Una infancia que choca frontalmente con una sociedad —profesionales incluídas— anestesiada, drogada o desconectada, que ha perdido por desuso la oportunidad  de maravillarse con la vida. Que ha confundido el deseo del capital con el suyo, y que a la mínima que una niña o un niño le recuerde su carencia, tirará del cliché de que “está loco” como una forma de subyugarlo y anular sus recursos. Unos recursos que nos recuerdan la humanidad que hemos perdido ansiando el dinero, el poder y la seguridad que el mismo sistema nos niega para anclarnos en este mismo juego.

Una vez que abres la vista a esta mirada, no hay vuelta atrás. Están por todos los sitios. Niñas, niños y adolescentes cuyo síntoma es, también, una forma de preservar esa misma profundidad, ese refugio y ese deseo en un lugar que les les resulta frontalmente hostil, dado que les aparta de la lógica de la competición y el mercado.

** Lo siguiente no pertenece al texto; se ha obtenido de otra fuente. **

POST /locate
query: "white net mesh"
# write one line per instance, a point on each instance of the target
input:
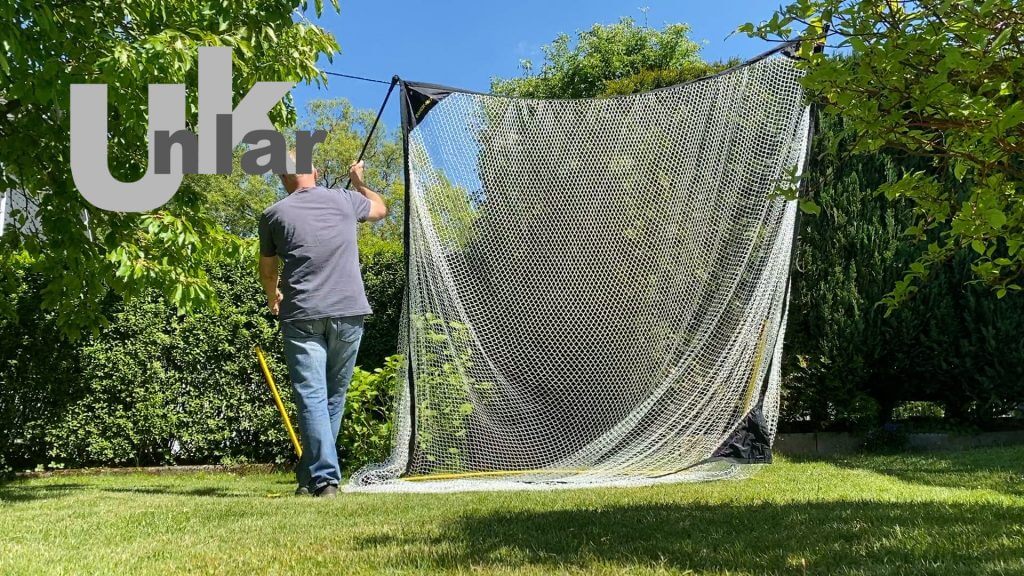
(596, 287)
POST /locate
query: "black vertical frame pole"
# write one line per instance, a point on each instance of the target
(408, 123)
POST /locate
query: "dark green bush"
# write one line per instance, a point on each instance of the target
(155, 387)
(849, 366)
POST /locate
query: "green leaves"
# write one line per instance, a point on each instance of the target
(938, 81)
(128, 44)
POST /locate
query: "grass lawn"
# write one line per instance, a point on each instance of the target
(948, 512)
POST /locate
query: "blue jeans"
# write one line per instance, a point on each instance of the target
(321, 357)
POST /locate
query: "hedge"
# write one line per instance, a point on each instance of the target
(155, 387)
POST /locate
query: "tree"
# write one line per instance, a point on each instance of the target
(847, 363)
(938, 79)
(607, 59)
(347, 129)
(126, 44)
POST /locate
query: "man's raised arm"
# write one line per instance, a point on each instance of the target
(268, 278)
(378, 209)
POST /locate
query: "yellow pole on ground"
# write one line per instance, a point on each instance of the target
(276, 400)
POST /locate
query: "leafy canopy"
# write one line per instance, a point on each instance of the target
(938, 79)
(607, 59)
(126, 44)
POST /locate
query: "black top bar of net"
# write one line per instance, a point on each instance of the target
(785, 48)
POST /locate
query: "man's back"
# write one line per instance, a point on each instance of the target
(313, 232)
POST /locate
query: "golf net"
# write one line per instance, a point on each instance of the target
(597, 288)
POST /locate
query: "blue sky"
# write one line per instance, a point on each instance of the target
(464, 43)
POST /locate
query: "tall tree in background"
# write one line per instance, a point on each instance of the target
(617, 58)
(938, 79)
(347, 129)
(126, 44)
(847, 363)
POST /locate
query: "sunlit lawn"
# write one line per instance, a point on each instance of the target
(952, 512)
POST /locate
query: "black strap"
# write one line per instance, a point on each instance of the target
(373, 128)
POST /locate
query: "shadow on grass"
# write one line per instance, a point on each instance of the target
(867, 537)
(165, 490)
(19, 492)
(999, 469)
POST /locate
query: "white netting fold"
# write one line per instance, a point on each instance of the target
(596, 290)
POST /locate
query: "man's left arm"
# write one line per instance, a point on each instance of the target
(268, 262)
(268, 278)
(378, 209)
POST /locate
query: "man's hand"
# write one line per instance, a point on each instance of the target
(273, 301)
(355, 174)
(378, 209)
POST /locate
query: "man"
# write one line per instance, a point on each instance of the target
(321, 303)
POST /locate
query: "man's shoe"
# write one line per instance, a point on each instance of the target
(329, 491)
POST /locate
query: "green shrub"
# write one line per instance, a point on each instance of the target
(366, 430)
(155, 387)
(848, 365)
(384, 280)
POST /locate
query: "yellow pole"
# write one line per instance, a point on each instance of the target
(276, 400)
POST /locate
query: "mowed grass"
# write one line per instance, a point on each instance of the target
(951, 512)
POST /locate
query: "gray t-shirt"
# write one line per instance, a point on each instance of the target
(313, 232)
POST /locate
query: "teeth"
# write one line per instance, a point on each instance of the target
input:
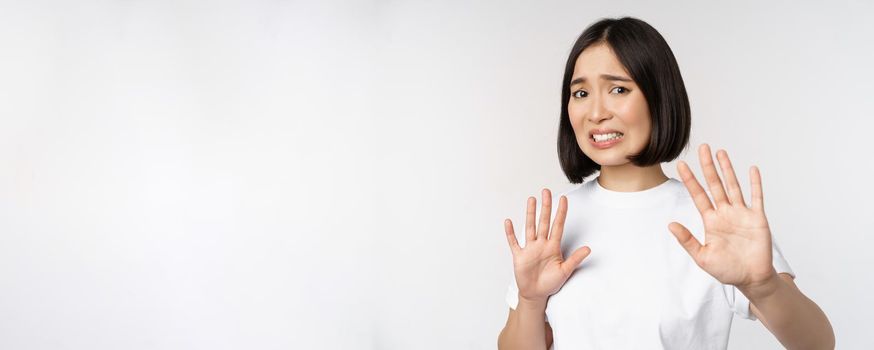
(606, 137)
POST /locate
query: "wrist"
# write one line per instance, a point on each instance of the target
(532, 304)
(763, 289)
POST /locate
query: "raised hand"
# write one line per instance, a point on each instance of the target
(737, 238)
(539, 268)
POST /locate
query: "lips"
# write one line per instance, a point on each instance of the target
(603, 131)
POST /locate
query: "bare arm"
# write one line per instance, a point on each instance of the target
(796, 321)
(539, 270)
(526, 328)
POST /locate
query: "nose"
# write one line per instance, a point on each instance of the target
(598, 112)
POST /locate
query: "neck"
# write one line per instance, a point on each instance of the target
(631, 178)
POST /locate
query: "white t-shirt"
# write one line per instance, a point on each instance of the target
(638, 289)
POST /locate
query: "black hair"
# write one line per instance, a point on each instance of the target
(651, 63)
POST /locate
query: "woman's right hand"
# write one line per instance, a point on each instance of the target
(539, 268)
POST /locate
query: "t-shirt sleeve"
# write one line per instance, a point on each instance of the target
(738, 302)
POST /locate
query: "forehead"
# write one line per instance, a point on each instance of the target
(598, 59)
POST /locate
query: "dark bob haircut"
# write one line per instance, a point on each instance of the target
(651, 63)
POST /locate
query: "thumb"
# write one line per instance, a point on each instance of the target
(575, 259)
(686, 239)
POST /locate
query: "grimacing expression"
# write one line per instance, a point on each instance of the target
(604, 97)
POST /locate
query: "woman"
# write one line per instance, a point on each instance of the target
(624, 112)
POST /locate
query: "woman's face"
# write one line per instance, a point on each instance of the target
(604, 100)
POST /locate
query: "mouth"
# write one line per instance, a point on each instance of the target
(602, 140)
(601, 136)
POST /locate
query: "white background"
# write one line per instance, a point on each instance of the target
(334, 175)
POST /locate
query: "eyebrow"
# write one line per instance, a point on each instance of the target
(610, 77)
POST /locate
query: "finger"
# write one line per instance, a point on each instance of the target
(758, 202)
(571, 263)
(529, 220)
(734, 192)
(545, 213)
(713, 181)
(702, 201)
(558, 223)
(686, 239)
(511, 237)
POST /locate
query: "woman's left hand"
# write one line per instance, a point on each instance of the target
(737, 239)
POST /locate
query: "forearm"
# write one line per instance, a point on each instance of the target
(796, 321)
(525, 330)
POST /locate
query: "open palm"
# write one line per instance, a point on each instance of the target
(737, 238)
(539, 268)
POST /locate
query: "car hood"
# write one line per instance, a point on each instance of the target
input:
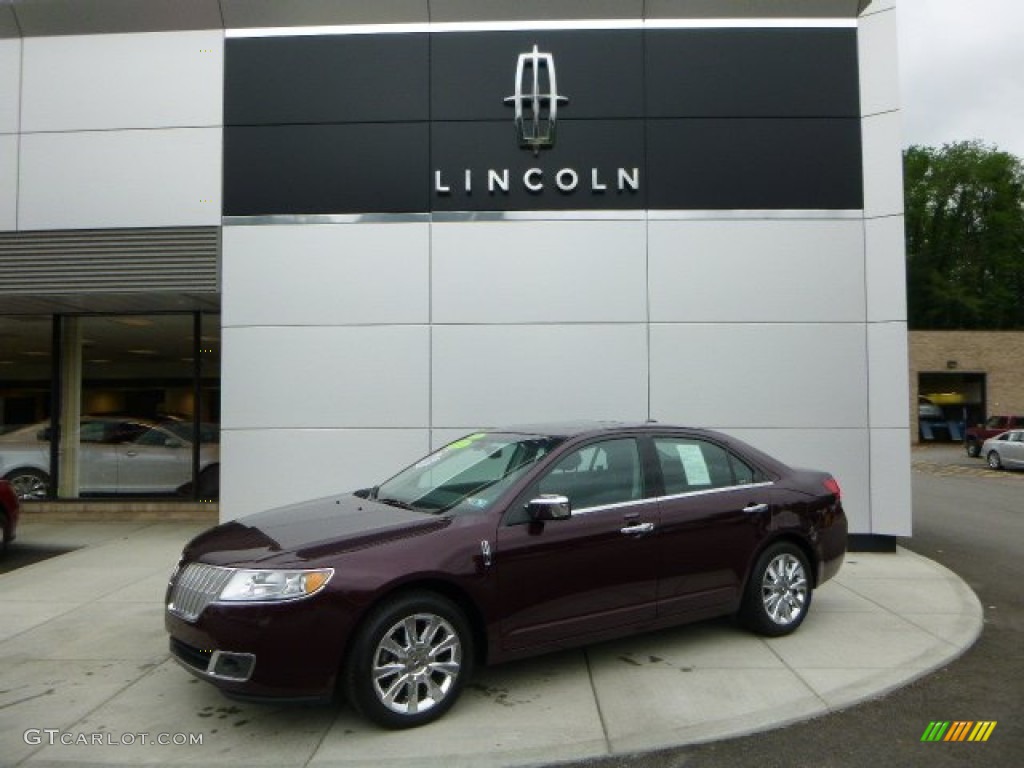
(307, 532)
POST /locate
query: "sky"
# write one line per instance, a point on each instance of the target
(962, 72)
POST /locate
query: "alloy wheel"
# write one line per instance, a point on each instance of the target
(783, 589)
(416, 664)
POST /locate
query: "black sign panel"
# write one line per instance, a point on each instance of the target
(327, 79)
(658, 119)
(595, 164)
(601, 73)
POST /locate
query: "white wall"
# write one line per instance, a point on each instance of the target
(411, 334)
(886, 332)
(116, 130)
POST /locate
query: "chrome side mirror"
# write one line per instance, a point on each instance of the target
(550, 507)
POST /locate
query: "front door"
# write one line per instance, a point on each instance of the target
(597, 570)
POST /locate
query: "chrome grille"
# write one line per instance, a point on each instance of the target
(196, 587)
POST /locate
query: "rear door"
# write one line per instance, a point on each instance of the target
(597, 570)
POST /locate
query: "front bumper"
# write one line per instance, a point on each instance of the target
(289, 650)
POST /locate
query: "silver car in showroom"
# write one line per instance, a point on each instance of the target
(118, 456)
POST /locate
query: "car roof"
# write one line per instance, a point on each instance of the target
(578, 428)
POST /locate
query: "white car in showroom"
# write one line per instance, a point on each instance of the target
(118, 456)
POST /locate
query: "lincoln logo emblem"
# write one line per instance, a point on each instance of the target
(536, 110)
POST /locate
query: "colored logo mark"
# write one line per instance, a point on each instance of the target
(958, 730)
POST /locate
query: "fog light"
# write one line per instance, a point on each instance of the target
(237, 667)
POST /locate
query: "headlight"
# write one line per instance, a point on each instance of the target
(273, 585)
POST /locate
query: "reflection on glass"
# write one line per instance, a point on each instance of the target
(26, 366)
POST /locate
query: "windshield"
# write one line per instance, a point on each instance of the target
(469, 474)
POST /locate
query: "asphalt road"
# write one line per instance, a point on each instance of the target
(972, 521)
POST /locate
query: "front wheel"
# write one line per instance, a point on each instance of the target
(778, 593)
(410, 660)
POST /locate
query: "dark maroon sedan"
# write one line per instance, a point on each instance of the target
(503, 544)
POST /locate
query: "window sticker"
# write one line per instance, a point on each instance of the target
(693, 464)
(466, 441)
(457, 445)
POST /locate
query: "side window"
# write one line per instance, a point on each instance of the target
(601, 473)
(689, 465)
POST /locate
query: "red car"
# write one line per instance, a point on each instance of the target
(9, 511)
(501, 545)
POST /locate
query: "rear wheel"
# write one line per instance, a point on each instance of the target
(778, 593)
(410, 660)
(29, 484)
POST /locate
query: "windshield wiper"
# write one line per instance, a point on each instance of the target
(396, 503)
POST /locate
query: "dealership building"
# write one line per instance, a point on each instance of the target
(328, 237)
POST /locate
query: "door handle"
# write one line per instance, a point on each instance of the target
(638, 529)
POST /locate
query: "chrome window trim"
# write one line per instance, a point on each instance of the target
(542, 26)
(672, 497)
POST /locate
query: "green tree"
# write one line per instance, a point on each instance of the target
(965, 237)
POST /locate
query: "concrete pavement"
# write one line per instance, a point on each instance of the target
(83, 660)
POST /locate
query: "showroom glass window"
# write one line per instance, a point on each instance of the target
(130, 408)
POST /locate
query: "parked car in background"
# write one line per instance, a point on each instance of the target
(117, 456)
(995, 425)
(9, 511)
(501, 545)
(1005, 451)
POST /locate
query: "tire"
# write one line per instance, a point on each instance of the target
(778, 592)
(29, 484)
(421, 646)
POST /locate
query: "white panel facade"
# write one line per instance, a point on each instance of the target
(8, 182)
(757, 271)
(800, 376)
(94, 179)
(326, 377)
(101, 82)
(10, 88)
(890, 483)
(879, 64)
(540, 271)
(270, 468)
(501, 375)
(345, 273)
(886, 269)
(883, 165)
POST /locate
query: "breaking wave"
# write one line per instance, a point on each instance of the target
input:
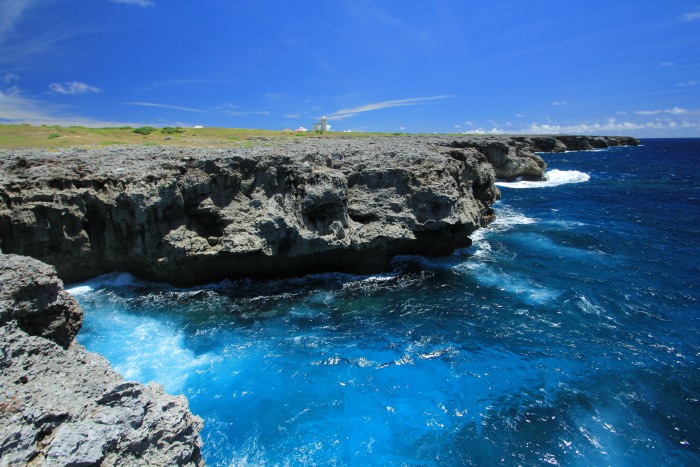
(554, 177)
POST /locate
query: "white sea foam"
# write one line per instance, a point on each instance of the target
(554, 177)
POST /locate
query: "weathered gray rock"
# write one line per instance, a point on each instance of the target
(190, 215)
(65, 406)
(32, 295)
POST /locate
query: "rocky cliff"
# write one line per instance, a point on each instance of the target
(189, 215)
(61, 405)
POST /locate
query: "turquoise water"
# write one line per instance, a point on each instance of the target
(568, 335)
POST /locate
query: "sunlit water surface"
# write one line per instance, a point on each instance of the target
(568, 334)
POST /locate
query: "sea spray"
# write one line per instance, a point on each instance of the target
(567, 334)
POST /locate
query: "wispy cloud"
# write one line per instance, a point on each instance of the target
(690, 17)
(347, 113)
(10, 13)
(141, 3)
(673, 111)
(165, 106)
(9, 78)
(73, 87)
(17, 108)
(236, 113)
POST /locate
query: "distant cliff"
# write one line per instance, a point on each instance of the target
(190, 215)
(62, 405)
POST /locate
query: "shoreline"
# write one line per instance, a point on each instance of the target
(192, 215)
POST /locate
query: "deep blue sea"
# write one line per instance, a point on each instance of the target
(568, 334)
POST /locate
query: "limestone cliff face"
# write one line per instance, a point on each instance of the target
(62, 405)
(190, 215)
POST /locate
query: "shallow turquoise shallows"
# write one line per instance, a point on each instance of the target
(568, 334)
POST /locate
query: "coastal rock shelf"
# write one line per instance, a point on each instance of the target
(62, 405)
(191, 215)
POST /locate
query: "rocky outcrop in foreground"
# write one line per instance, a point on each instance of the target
(191, 215)
(62, 405)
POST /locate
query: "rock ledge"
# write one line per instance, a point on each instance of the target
(62, 405)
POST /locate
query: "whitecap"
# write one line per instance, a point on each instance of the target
(554, 177)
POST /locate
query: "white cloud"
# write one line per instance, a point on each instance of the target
(9, 78)
(10, 12)
(15, 108)
(690, 17)
(673, 111)
(141, 3)
(245, 114)
(346, 113)
(73, 87)
(165, 106)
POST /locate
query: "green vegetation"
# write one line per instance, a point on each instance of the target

Así que ojo si al leerme te ha salido un poco de “joe, qué niña más rara”, o “qué cojones hace su padre”, porque lo único que estamos haciendo, colegas, coleguitas, es dejarnos fluir en lo inusual, intuyendo las maravillas que trae consigo. Un acto de rebeldía radical, que permite satisfacer la necesidad de profundidad de manera que ésta no se convierta en un síntoma que nos acabe haciendo daño.

Resiste, y no te conviertas en una esclava o un esclavo —o un soldado— al servicio de la superficialidad patológica que hemos naturalizado para evitar una vergüenza sancionadora.

Y recuerda que, a veces, es necesario bajar al inframundo para preservar la conexión, la integridad y misterio.

Porque no es extraño ver a niñas y niños que entran en oposición con la escuela, esperando que sus padres compensen la superficialidad de la misma.

O que otras y otros acaben rebelándose contra el mundo, porque necesitan una conexión que éste no les proporciona.

O que empiecen a hacer lo que les da la gana, sin escuchar a nadie, porque su deseo es demasiado potente y han entendido que no pueden ser acompañados en éste su camino.

No es fácil verlos, porque lógicamente suelen ocultarse con una máscara de superficialidad para ser aceptadas y aceptados.

Y no sería un problema de disciplina, como habitualmente se dice, sino un esfuerzo para sostener el refugio que para ellas y ellos pueden conectar con el deseo, y desde ahí, justo desde ahí, convertirse en un espacio seguro.

Recuerda: «Hay niñas y niños para los que la profundidad es un refugio, por lo que harán cosas maravillosas para conservarla y protegerla.» Sólo que se nos niega el código de acceso.

Por la niña o el niño que fuiste.

Por la profundidad que pudo dar a tu vida un sentido.

Que permanezca como un anclaje a nuestra historia, y muy alejada del maldito DSM-5.